Le Japon mise fortement sur le fait de devenir l'une des principales destinations mondiales pour le calcul IA. Un sondage du Nikkei mené auprès de 26 grands opérateurs japonais de centres de données révèle que 22 d'entre eux prévoient d'augmenter leur capacité de centres de données axés sur l'IA de plus de quatre fois d'ici 2033, par rapport aux niveaux de fin 2025. Le coût : environ 10 billions de yens, soit environ 60 milliards de dollars, répartis sur huit ans.
Les grands dépensiers
NTT, le géant japonais des télécommunications, mène la charge nationale avec des projets visant une capacité totale de 2 GW d'ici l'exercice 2033. L'entreprise a réservé environ 1,5 billion de yens, soit environ 9 à 10 milliards de dollars, pour développer 1 GW de cette capacité.
Les capitaux étrangers affluent aux côtés des acteurs locaux. Blackstone s'est engagé à investir 30 milliards de dollars pour construire plus de 1 GW d'infrastructures de centres de données au Japon au cours des trois à cinq prochaines années. Microsoft a promis 10 milliards de dollars spécifiquement pour des centres de données dédiés à l'IA entre 2026 et 2029.

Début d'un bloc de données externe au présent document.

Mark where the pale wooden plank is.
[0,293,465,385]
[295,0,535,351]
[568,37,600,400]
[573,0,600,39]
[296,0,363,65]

Peut-être le nouvel arrivant le plus intrigant est Mubadala, le fonds souverain d'Abu Dhabi, qui envisagerait un projet d'environ 1 billion de yens (environ 6,3 milliards de dollars) dans la préfecture d'Akita. Ce seul site viserait une capacité de 500 MW, une échelle qui en ferait l'un des plus grands projets de centre de données en Asie.
Pourquoi le Japon, et pourquoi maintenant
Le gouvernement japonais met activement en place un accueil chaleureux. La stratégie de croissance à long terme du pays vise à attirer plus de 370 billions de yens, soit environ 2,3 billions de dollars, en investissements publics et privés combinés d'ici l'exercice fiscal 2040. L'IA et les semi-conducteurs occupent la première place de cette liste de priorités.
La nouvelle vague d'installations se concentrera sur des charges informatiques IA à haute puissance capables de soutenir des centaines de mégawatts par site. Les opérateurs mettent également l'accent sur la technologie de refroidissement liquide et les sources d'énergie renouvelable, avec de nombreux projets ciblant des régions moins congestionnées où les terres et l'énergie sont plus accessibles. La préfecture d'Akita, où Mubadala envisage son vaste projet, correspond à ce profil : rurale, relativement peu coûteuse et éloignée de la congestion urbaine de Tokyo.
Le gouvernement japonais a souligné l'importance de gérer les données et les modèles d'IA sur le plan national, plutôt que de compter sur des infrastructures hébergées dans d'autres pays.
La question de l'énergie est particulièrement pertinente. Quadrupler la capacité des centres de données IA signifie quadrupler la consommation d'énergie, et le Japon fait déjà face à un marché énergétique contraint suite au retrait de l'énergie nucléaire après la catastrophe de Fukushima en 2011.